6 agosto 2004 Volterra – Seminario

Siamo venuti in questa città dopo avere sognato epr giorni di partire e percorrere moltissimi chilometri all’estero. Verso ovest, Lisbona, o Riga, la meta era lontana e le fermate tante. Poi tutto improvvisamente è sbollito. Non era neanche un’idea mia ad essere sincera, ma di G.
Eppure improvvisamente si è disamorato, e così come faceva con le donne di un tempo, ha cambiato completamente destinazione e tempi. Io ho accettato, in fondo neanche a malincuore. La Toscana è morbida, odorosa e piena di piccole mete. Mi solo lasciata perplessa che mi avesse lasciata vagare sull’Atlante, spronata da lui per così tanto tempo. Poi cambia il suo vento, er io divento la sua bandiera, lo seguo anche se stupita.
Questo seminario ha l’aspetto di un luogo gesuitico spagnolo, abbandonato e in rovina, ma affascinante. Cade a pezzi, il mobilio è vecchio, anche se dignitoso, le reti dei letti laghi in cui annegare. Dalla finestra non si può avere nessuna vista, perché ci sono le impalcature e le imposte non si possono aprire. Così scrutiamo come da uno spioncino il meraviglioso giardino interno, anch’esso scomposto, in rovina e abbandonato.
In compenso abbiamo due stanze con bagno, una doppia  e una matrimoniale.
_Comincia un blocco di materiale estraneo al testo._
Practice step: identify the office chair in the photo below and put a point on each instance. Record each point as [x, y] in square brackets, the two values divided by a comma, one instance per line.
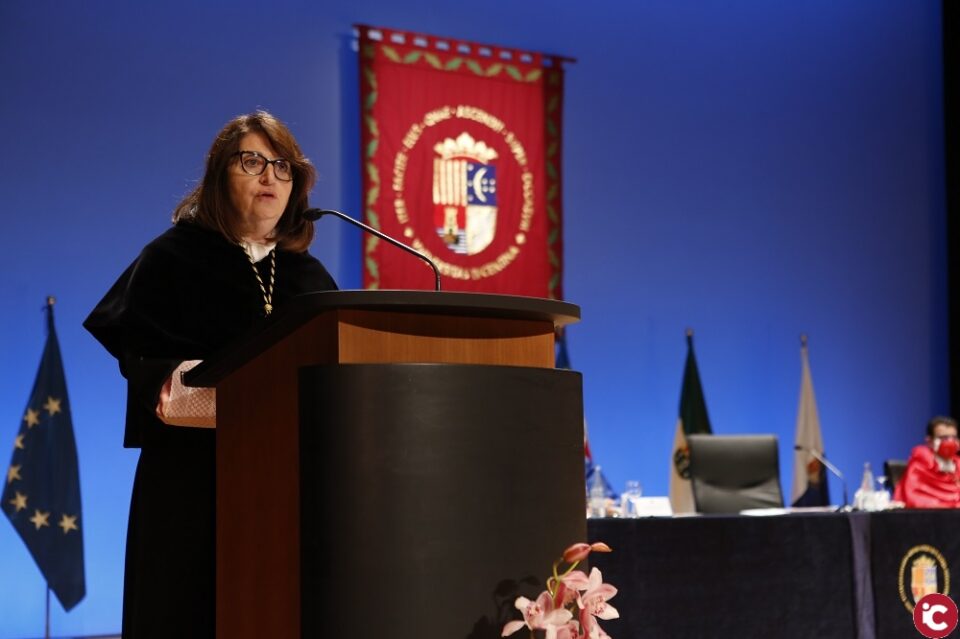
[730, 473]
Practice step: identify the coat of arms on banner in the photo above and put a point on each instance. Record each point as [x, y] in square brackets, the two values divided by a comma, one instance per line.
[462, 153]
[465, 194]
[926, 569]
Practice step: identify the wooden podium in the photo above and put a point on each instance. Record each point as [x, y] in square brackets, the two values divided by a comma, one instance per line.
[394, 463]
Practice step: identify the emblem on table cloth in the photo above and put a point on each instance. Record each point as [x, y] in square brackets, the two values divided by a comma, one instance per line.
[923, 571]
[465, 194]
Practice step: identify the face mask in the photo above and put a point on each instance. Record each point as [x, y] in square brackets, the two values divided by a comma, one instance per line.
[946, 448]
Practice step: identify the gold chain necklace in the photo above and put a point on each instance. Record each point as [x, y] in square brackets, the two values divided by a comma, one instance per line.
[267, 291]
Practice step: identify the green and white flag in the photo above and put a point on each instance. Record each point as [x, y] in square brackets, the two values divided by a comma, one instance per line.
[692, 419]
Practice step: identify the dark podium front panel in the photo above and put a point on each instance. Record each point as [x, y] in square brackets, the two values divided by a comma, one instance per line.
[434, 494]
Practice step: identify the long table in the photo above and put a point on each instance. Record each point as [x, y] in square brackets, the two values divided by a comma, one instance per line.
[844, 575]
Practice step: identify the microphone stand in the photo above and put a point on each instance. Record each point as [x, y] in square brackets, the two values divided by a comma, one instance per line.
[316, 214]
[823, 460]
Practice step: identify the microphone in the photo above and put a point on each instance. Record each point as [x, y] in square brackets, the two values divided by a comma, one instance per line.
[833, 469]
[315, 214]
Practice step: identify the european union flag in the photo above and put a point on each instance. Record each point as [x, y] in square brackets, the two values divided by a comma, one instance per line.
[589, 468]
[41, 496]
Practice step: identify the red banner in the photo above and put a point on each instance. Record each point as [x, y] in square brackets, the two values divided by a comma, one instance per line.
[462, 155]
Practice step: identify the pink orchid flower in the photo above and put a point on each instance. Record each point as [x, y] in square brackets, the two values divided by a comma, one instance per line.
[538, 615]
[593, 605]
[579, 552]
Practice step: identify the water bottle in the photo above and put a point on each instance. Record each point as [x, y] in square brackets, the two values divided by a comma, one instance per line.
[630, 499]
[863, 499]
[597, 505]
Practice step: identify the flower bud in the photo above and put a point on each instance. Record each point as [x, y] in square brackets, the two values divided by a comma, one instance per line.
[576, 552]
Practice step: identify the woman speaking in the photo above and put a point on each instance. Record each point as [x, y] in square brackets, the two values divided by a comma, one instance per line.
[237, 251]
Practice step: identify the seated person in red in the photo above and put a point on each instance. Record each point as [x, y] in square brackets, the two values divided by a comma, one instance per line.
[932, 477]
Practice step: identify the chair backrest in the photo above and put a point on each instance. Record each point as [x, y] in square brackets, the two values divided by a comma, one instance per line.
[730, 473]
[893, 471]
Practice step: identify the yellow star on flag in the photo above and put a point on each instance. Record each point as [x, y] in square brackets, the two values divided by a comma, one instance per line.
[39, 519]
[19, 501]
[32, 417]
[52, 406]
[68, 523]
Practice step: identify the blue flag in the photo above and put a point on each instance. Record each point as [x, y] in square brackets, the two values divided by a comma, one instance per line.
[41, 495]
[589, 468]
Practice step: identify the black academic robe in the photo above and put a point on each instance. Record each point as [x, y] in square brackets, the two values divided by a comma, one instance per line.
[189, 294]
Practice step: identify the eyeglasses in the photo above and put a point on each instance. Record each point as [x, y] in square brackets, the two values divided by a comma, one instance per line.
[253, 163]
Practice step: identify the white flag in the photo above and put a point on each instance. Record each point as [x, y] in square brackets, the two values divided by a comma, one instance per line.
[806, 468]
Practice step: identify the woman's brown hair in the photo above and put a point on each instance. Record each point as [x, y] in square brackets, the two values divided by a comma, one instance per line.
[209, 204]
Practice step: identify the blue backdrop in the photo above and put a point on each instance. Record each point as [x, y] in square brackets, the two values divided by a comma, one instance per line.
[747, 168]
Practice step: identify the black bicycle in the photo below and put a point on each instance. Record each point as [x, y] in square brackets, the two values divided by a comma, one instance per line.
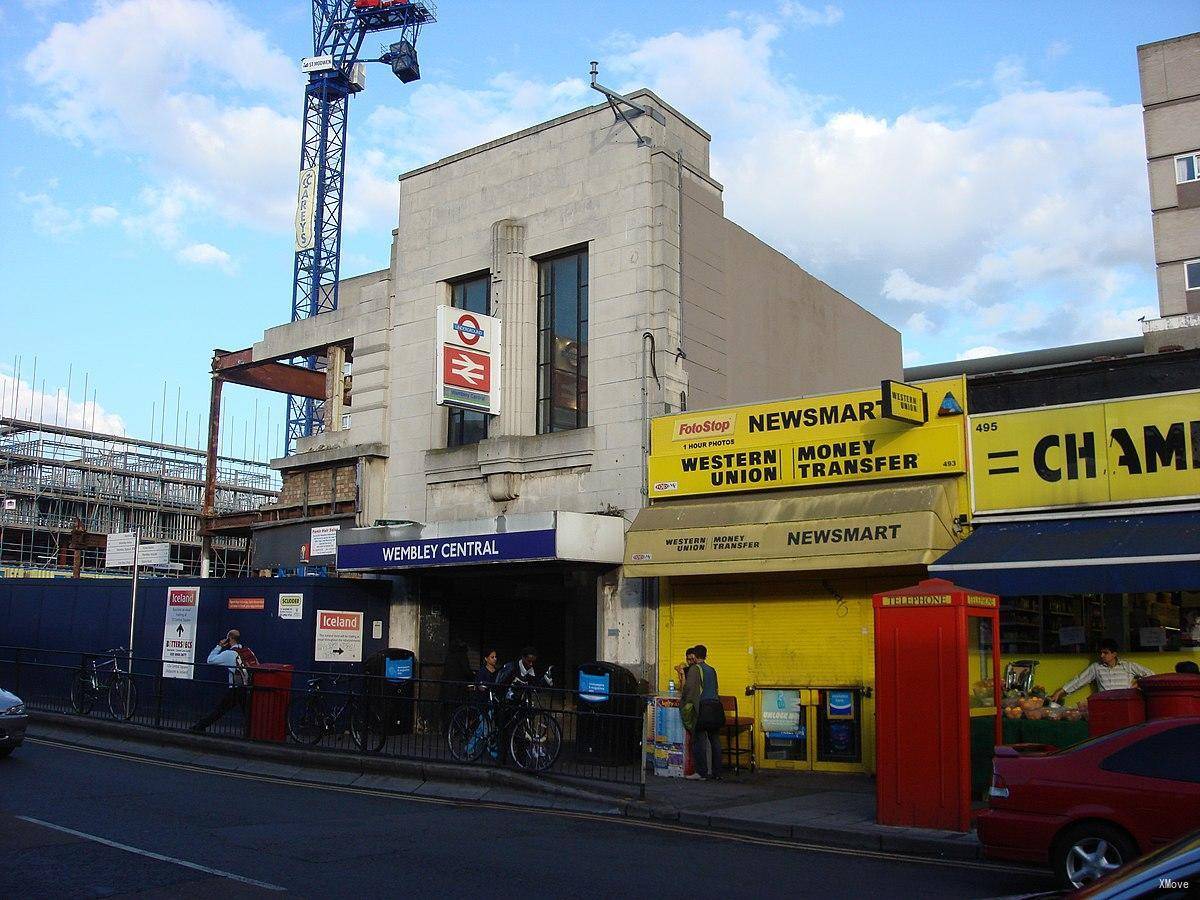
[515, 721]
[327, 708]
[103, 675]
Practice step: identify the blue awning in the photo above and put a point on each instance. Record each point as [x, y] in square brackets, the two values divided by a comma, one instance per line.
[1081, 556]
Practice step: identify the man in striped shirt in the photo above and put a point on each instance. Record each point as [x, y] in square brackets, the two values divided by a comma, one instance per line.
[1110, 673]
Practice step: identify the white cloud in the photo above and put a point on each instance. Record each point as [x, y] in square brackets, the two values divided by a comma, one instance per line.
[828, 15]
[1032, 202]
[184, 85]
[21, 400]
[48, 216]
[982, 352]
[205, 255]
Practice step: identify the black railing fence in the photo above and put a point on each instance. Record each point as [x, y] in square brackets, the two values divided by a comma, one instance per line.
[535, 729]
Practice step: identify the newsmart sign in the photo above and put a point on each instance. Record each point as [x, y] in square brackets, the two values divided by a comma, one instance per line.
[1087, 454]
[837, 438]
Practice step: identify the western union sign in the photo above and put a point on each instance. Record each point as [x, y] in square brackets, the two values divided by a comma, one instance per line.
[799, 443]
[1090, 454]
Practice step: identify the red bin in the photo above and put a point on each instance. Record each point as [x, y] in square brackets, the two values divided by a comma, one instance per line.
[1171, 694]
[1111, 711]
[269, 699]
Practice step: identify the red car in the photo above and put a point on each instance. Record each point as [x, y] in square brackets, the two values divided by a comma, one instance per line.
[1095, 807]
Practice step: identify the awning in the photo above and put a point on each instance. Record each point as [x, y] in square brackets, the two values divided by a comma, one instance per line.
[1081, 556]
[859, 527]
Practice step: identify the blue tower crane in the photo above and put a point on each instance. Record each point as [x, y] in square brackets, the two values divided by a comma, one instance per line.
[335, 72]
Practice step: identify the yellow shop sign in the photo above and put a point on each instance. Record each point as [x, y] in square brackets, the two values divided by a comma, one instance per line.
[798, 443]
[1090, 454]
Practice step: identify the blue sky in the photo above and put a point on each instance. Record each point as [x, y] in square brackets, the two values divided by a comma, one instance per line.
[972, 173]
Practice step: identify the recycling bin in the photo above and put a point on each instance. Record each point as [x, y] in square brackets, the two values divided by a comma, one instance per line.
[1171, 694]
[393, 689]
[270, 694]
[1111, 711]
[609, 715]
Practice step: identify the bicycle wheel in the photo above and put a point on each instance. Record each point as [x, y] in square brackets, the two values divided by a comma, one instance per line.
[468, 733]
[83, 694]
[535, 741]
[366, 727]
[123, 696]
[306, 719]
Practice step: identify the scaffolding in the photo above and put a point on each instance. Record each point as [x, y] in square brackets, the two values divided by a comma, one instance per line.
[58, 481]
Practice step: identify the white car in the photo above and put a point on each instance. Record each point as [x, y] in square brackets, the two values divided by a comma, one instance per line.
[13, 720]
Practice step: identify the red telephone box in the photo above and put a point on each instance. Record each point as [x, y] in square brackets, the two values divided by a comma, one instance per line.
[936, 669]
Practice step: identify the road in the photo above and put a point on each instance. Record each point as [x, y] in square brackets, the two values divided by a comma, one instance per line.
[82, 823]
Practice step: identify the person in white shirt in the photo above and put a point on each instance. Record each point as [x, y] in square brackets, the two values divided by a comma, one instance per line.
[1109, 673]
[225, 654]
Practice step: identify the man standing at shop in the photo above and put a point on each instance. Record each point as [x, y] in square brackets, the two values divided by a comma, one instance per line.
[1109, 673]
[701, 689]
[227, 653]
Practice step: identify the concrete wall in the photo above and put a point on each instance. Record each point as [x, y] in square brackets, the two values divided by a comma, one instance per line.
[1170, 93]
[757, 327]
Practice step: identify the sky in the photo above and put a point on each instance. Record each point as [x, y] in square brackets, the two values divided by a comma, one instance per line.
[973, 173]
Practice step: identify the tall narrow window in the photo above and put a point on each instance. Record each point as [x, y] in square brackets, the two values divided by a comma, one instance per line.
[467, 426]
[563, 342]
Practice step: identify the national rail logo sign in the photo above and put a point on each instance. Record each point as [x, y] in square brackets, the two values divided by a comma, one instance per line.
[1087, 454]
[834, 438]
[468, 365]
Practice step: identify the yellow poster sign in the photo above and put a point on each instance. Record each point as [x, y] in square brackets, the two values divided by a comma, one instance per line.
[801, 443]
[1091, 454]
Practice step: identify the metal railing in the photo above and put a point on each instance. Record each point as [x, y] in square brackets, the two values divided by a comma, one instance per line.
[347, 711]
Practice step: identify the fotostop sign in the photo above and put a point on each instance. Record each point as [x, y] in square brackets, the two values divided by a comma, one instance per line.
[468, 360]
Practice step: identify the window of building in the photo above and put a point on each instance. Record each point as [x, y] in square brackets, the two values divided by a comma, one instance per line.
[563, 342]
[1139, 623]
[1187, 168]
[468, 426]
[1192, 275]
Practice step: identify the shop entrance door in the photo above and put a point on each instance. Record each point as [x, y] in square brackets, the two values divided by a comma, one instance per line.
[810, 729]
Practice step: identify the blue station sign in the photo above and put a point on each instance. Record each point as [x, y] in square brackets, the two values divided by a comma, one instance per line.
[462, 550]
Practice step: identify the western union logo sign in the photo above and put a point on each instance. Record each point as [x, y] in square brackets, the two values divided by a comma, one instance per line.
[1093, 454]
[819, 441]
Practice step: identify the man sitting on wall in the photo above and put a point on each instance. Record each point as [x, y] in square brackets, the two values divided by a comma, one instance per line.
[1109, 673]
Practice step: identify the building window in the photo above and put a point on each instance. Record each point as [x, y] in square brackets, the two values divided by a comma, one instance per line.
[1192, 275]
[563, 342]
[1187, 168]
[468, 426]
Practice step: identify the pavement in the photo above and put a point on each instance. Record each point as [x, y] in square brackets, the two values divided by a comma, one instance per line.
[815, 809]
[95, 822]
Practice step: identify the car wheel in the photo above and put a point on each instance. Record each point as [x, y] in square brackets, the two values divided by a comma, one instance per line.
[1090, 851]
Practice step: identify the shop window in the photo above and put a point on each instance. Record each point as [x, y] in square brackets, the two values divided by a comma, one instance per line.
[563, 342]
[1169, 755]
[1187, 168]
[468, 426]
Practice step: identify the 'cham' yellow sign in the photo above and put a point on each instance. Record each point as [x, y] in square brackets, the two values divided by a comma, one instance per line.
[801, 443]
[1092, 454]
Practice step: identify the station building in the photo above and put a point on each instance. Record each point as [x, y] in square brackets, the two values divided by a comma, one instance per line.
[624, 293]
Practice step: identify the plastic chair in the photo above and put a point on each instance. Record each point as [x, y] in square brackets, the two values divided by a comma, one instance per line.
[735, 727]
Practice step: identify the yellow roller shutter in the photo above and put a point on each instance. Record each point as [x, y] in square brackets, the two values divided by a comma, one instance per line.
[813, 636]
[715, 615]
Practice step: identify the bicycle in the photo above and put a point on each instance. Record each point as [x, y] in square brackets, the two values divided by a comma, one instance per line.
[534, 737]
[94, 678]
[322, 711]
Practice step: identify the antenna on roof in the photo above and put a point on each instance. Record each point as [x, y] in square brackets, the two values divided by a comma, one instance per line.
[636, 109]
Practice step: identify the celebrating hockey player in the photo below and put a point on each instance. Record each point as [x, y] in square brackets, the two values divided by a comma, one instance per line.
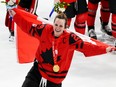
[56, 48]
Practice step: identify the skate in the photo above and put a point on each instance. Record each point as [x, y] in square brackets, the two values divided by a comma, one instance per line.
[92, 33]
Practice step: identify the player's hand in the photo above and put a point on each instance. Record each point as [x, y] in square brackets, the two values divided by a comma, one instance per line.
[11, 12]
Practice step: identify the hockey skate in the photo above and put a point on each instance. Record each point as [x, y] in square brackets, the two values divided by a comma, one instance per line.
[92, 33]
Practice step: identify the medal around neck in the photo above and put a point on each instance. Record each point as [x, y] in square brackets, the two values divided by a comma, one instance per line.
[56, 68]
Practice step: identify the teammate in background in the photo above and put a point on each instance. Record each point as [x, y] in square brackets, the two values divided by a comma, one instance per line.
[8, 20]
[77, 9]
[105, 14]
[112, 6]
[55, 52]
[27, 5]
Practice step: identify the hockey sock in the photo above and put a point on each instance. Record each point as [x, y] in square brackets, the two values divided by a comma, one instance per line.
[92, 8]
Ieri, quando siamo giunti, Volterra era vestita da autunno tempestoso. Pioggia, lampi, ancora pioggia e cielo senza scalfitture di azzurro. Me l’ero sempre immaginata così, forse per colpa del nome Volt-terra. Un colore d’autunno. E lei, pur essendo agosto, si è presentata come nell’immaginazione. Gliene sono grata.
Abbiamo cenato al ristorante in piazza Priori, uno dei più storici. Sedie nere, laccate e luci da pizzeria in mura decorate. Musica oltre la soglia del commerciale, da Tiziano Ferro a Eros da giovane. La morte del romanticismo. Ho paura di non scrivere quello che penso, ma di essere la fredda cronaca di me stessa. Forse perché questo è scritto per ME stessa, sono la più severa giudice della mia ipocrisia. Ho cambiato direzione? Aleggio sempre intorno a questi pericolosi coltelli che sono avere un bambino, cambiare casa. Spesso sono la spia della fine. Ieri sera G. mi ha detto “Perché vuoi farmi diventare padre? Lo sai che sarò terribile”. Ha ragione lui. Perché non ho altre parole se non quelle.
Eppure veramente ci sono momenti in cui desidero forte un altro figlio: ma è la stessa tensione che ti spinge ad entrare in un negozio e comprarti un vestito quando non hai soldi.
Ora dorme, anche il mio corpo è sopito. Non vuole incontrarsi con altri corpi. Non vuole fiorire.
Entra un fascio di sole nella stanza. L’incatturabile brina di luce che imprigiona le palline di polvere. Da piccola ero incantata a guardarle. Anche ora, ma ancora non riesco a prenderle.

Il tempo è il tempio. Rituale disciolto nell’acqua, obitorio tra verdi palme, in bilico sulla collina.